XSchema Spec - Element Declarations (Section 2.2), Draft 7
Simon St.Laurent
SimonStL at classic.msn.com
Mon Aug 10 19:07:13 BST 1998
The latest draft of the XSchema Element Declaration syntax follows. After
receiving a few suggestions regarding moving attributes into a container
element and considering the implications for reusability and processing, I've
changed AttDef* to AttGroup?. AttDefs may still appear in the XSchema
element; now I need to add AttGroup there.

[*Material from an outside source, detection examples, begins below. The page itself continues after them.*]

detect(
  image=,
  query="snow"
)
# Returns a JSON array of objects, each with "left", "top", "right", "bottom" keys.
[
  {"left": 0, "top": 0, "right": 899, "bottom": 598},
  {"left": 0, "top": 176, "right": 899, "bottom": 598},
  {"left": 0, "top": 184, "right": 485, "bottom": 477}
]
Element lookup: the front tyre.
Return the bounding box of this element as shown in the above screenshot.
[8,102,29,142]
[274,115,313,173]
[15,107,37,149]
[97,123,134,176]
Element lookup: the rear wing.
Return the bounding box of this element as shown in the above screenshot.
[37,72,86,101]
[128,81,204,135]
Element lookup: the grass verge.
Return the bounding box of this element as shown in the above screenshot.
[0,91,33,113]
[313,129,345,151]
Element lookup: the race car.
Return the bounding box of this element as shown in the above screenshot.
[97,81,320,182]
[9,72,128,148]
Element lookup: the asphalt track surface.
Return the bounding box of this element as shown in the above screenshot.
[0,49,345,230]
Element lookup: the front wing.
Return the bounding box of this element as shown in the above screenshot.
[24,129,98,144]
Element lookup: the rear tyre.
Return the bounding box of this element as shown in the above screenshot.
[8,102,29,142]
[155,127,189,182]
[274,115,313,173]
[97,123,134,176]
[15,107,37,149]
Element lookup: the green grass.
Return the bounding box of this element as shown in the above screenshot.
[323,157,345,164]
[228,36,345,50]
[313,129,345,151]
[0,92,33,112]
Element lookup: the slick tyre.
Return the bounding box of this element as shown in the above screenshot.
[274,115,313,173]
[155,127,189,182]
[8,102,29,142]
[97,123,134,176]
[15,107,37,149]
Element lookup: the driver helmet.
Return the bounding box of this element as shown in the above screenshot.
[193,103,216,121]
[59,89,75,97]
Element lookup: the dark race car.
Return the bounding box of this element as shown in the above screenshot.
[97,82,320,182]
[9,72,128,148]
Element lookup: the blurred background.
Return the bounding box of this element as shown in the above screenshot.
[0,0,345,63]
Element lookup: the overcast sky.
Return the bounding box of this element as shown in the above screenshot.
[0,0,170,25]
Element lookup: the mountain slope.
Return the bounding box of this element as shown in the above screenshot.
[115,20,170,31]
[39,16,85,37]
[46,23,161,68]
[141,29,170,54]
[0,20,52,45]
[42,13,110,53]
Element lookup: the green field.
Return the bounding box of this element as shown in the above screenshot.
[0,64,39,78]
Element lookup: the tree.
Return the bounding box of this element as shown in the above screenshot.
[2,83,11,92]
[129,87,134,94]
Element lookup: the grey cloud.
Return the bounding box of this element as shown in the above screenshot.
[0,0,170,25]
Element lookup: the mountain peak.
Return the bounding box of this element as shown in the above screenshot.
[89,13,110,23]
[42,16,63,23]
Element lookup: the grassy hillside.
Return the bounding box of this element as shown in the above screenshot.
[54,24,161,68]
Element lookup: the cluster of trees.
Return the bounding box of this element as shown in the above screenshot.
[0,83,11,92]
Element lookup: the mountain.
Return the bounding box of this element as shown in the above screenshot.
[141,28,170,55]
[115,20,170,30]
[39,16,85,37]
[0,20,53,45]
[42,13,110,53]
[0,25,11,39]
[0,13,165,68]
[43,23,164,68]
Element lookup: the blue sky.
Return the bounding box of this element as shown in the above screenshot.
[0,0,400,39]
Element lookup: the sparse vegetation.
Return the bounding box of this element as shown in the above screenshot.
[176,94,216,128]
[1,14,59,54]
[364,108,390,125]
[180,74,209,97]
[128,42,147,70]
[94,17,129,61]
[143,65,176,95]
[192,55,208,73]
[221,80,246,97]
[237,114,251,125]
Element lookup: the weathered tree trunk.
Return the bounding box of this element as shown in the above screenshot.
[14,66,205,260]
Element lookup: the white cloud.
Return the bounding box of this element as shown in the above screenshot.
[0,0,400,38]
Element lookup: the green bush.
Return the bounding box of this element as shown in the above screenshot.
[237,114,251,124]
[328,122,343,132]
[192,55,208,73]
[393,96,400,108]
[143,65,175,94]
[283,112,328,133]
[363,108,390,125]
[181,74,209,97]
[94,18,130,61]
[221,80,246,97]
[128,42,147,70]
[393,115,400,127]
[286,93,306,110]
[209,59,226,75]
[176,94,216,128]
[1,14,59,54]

Eventually, a prettier HTML version of this will be posted shortly at
http://purl.oclc.org/NET/xschema. I'm having odd problems with the AOL
account and FTP right now; the entire site may move to a new URL shortly.
Simon St.Laurent
Dynamic HTML: A Primer / XML: A Primer / Cookies
2.2 Element Declarations
Element declarations in XSchemas are made using the ElementDecl element and
its contents:
<!ELEMENT ElementDecl (Doc?, More?, Model, AttGroup?)>
<!-- Name is the element name -->
<!ATTLIST ElementDecl
Name NMTOKEN #REQUIRED
id ID #IMPLIED
prefix NMTOKEN #IMPLIED
ns CDATA #IMPLIED
Root (Recommended | Possible | Unlikely) "Possible">
The XSC:Name attribute identifies the name of the element, and is required. An
element declaration would look like:
<XSC:ElementDecl Name="Species">
...additionalElementInformation...
</XSC:ElementDecl>
This declaration would declare an element named "Species", which would appear
in an instance as:
<Species>...content...</Species>
The Name attribute must be unique within the set of elements, as it provides
the name of the element as declared here, and is also used by other elements
to refer to this element in their content model declarations. The Name
attribute must also match the Name production in the XML 1.0 spec.

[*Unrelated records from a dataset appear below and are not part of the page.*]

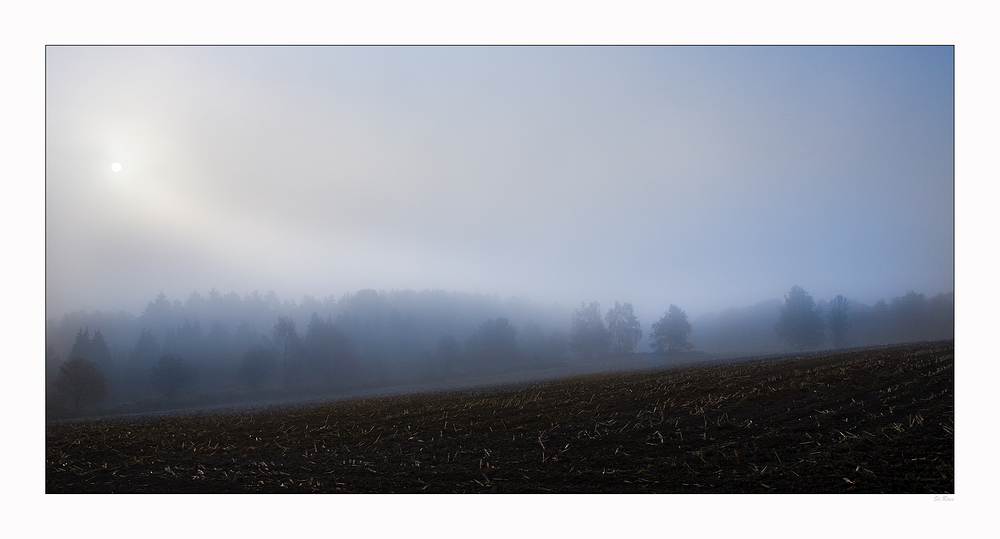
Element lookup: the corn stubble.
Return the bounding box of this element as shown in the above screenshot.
[46,341,955,493]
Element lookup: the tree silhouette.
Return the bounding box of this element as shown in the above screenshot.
[271,316,302,386]
[302,313,360,386]
[149,354,196,399]
[607,301,642,354]
[775,285,825,351]
[826,294,851,348]
[650,304,694,354]
[55,357,108,410]
[569,302,611,359]
[469,317,518,366]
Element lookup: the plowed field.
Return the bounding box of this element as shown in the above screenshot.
[45,341,955,494]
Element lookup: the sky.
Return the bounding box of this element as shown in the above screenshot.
[45,46,955,325]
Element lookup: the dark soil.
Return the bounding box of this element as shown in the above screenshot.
[45,341,955,494]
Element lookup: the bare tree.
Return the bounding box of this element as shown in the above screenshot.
[650,304,694,354]
[606,301,642,354]
[775,286,826,350]
[826,294,851,348]
[569,302,611,359]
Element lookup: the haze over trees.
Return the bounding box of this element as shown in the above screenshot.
[826,294,851,348]
[149,353,198,399]
[55,357,108,411]
[569,302,611,359]
[607,301,642,354]
[650,304,694,354]
[45,287,954,418]
[775,285,826,350]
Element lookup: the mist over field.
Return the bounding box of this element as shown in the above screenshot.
[45,46,955,418]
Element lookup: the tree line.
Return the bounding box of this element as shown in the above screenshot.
[46,286,954,418]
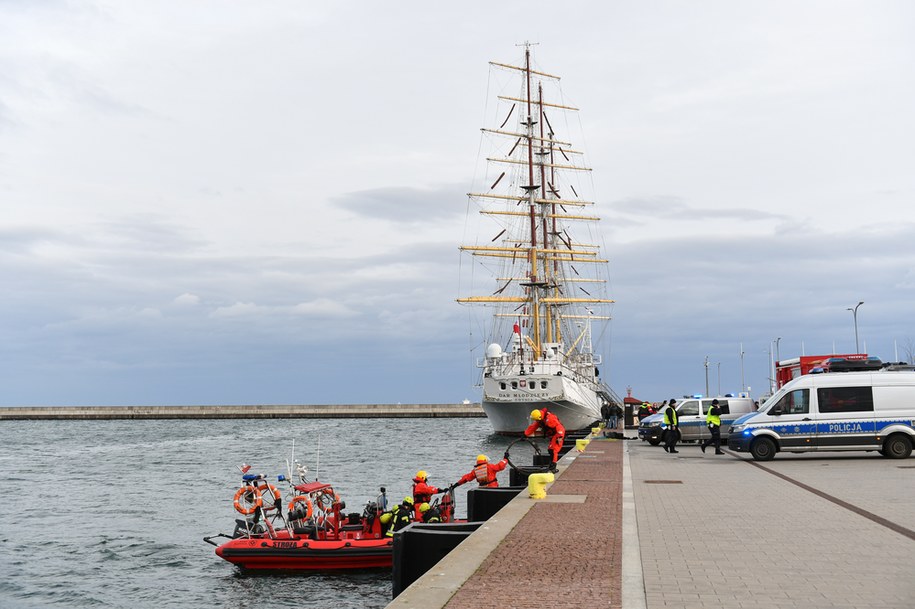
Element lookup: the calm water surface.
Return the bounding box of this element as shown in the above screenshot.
[0,418,530,609]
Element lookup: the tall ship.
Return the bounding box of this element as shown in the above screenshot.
[458,44,619,435]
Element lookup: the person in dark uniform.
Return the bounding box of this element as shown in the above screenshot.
[664,398,680,453]
[699,400,724,455]
[638,402,651,423]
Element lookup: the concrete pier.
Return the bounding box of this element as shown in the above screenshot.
[388,432,915,609]
[0,403,486,421]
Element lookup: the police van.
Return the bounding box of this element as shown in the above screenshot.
[728,370,915,461]
[639,396,756,446]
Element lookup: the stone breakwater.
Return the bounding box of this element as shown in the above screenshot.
[0,403,486,421]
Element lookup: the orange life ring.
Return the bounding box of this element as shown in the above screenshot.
[287,495,314,520]
[316,488,340,508]
[235,486,264,516]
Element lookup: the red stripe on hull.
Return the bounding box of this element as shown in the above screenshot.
[216,539,393,571]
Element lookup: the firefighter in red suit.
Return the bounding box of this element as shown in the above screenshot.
[524,408,566,472]
[454,453,508,488]
[413,469,445,521]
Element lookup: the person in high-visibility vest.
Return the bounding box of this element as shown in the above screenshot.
[699,400,724,455]
[524,408,566,472]
[413,469,445,520]
[456,452,508,490]
[664,398,680,453]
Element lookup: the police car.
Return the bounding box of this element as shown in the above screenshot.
[728,370,915,461]
[639,395,756,446]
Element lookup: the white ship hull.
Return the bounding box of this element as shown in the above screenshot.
[483,396,600,436]
[481,360,602,435]
[458,45,614,435]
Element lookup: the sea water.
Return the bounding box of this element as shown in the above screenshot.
[0,418,532,609]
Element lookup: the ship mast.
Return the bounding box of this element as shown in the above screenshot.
[521,43,543,359]
[458,43,613,362]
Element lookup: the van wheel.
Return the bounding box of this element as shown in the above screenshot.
[880,433,912,459]
[750,438,775,461]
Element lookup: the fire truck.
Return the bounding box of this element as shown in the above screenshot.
[775,353,873,389]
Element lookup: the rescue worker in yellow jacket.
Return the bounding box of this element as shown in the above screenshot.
[699,400,724,455]
[413,469,445,520]
[419,503,442,524]
[454,453,508,488]
[524,408,566,472]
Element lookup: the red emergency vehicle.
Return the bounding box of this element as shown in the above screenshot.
[775,353,867,389]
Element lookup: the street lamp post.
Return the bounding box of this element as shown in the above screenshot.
[740,343,747,391]
[845,300,864,353]
[705,355,708,397]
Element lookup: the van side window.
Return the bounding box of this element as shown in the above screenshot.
[677,400,699,417]
[817,387,874,412]
[767,389,810,414]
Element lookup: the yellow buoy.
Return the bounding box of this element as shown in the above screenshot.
[527,474,556,499]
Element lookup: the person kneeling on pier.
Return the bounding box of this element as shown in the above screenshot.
[524,408,566,472]
[419,503,442,524]
[413,469,446,520]
[449,452,508,490]
[380,497,413,537]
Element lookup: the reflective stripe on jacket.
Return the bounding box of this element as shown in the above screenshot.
[705,406,721,427]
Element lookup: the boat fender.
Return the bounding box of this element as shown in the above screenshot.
[527,473,556,499]
[234,486,264,516]
[287,495,314,520]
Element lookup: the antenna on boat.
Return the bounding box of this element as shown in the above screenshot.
[286,438,295,480]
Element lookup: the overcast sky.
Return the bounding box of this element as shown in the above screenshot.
[0,0,915,405]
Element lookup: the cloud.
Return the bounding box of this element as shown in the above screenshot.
[331,185,466,224]
[610,195,789,222]
[172,292,200,306]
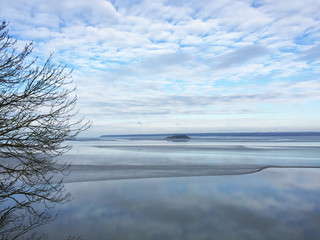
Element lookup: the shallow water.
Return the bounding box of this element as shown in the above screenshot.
[25,137,320,239]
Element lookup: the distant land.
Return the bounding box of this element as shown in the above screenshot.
[100,132,320,137]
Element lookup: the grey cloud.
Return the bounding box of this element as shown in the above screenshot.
[142,53,192,72]
[296,46,320,61]
[213,45,271,69]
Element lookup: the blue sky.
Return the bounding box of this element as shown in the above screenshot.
[0,0,320,136]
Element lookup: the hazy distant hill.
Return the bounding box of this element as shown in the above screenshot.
[100,132,320,137]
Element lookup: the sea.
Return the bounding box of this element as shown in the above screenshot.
[26,133,320,240]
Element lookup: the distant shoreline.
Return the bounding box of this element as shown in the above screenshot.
[100,132,320,137]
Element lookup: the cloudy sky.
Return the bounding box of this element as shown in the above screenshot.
[0,0,320,136]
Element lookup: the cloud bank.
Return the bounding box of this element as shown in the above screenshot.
[0,0,320,134]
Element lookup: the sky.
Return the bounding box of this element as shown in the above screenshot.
[0,0,320,136]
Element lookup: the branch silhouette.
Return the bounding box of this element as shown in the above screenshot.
[0,21,91,239]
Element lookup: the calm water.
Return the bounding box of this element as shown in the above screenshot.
[26,137,320,239]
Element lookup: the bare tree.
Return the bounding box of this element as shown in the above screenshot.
[0,22,90,239]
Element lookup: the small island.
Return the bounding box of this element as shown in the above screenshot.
[165,134,191,142]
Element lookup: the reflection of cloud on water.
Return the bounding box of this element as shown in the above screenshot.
[37,169,320,239]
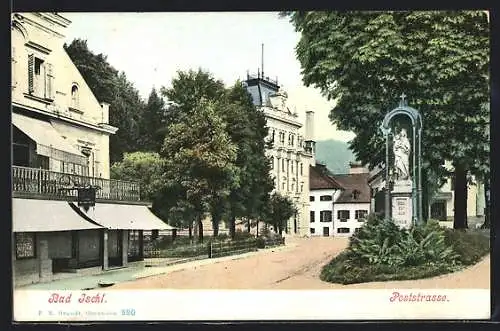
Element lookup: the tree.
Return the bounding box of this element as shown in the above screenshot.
[139,88,167,152]
[282,11,489,228]
[64,39,144,163]
[160,99,238,241]
[221,82,274,238]
[264,192,297,235]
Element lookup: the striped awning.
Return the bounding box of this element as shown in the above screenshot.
[72,202,175,231]
[12,198,102,232]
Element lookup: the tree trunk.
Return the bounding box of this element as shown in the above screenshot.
[229,216,236,239]
[481,178,491,229]
[453,164,468,229]
[198,216,203,243]
[212,218,219,237]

(Effectively, this requires element names to begin with a letter, underscore,
or colon.)
The id attribute, if it appears, must be unique within the document. This
attribute may be used to uniquely identify this ElementDecl element for
reference using XPointers and other tools. The prefix attribute identifies the
prefix that will be applied to this elements and its attributes during
conversion to DTDs, unless overridden in the attribute declaration itself. The
ns attribute identifies the URI which functions as the namespace name for this
element and its attributes. Namespace processing is covered further in Section
3.0, "XSchema and Namespaces".
The Root attribute provides authoring tools with a guide for which elements
are likely root elements for documents. This is intended to simplify the
choices presented to authors during document composition. Composition tools
could use this to build a menu of likely starting points for a document. The
Root attribute is purely a suggestion and does not require any action on the
part of the processor.
Note that an element must declare a content model of some type, using the
Model element, even if that content model is empty. Documentation (in the Doc
element), non-XSchema extensions (in the More element) and attribute
declarations (using the AttGroup element) are optional.
Documentation about the element, additional extensions, content-model
information, and attribute information are stored as sub-elements of the
ElementDecl element. Documentation is covered in 2.6.1, Documentation
Extensions. Additional extensions are covered in 2.6.2, Further Extensions.
Content Models are covered in 2.3, Content Model Declarations, and attributes
are covered in 2.4, Attribute Declarations.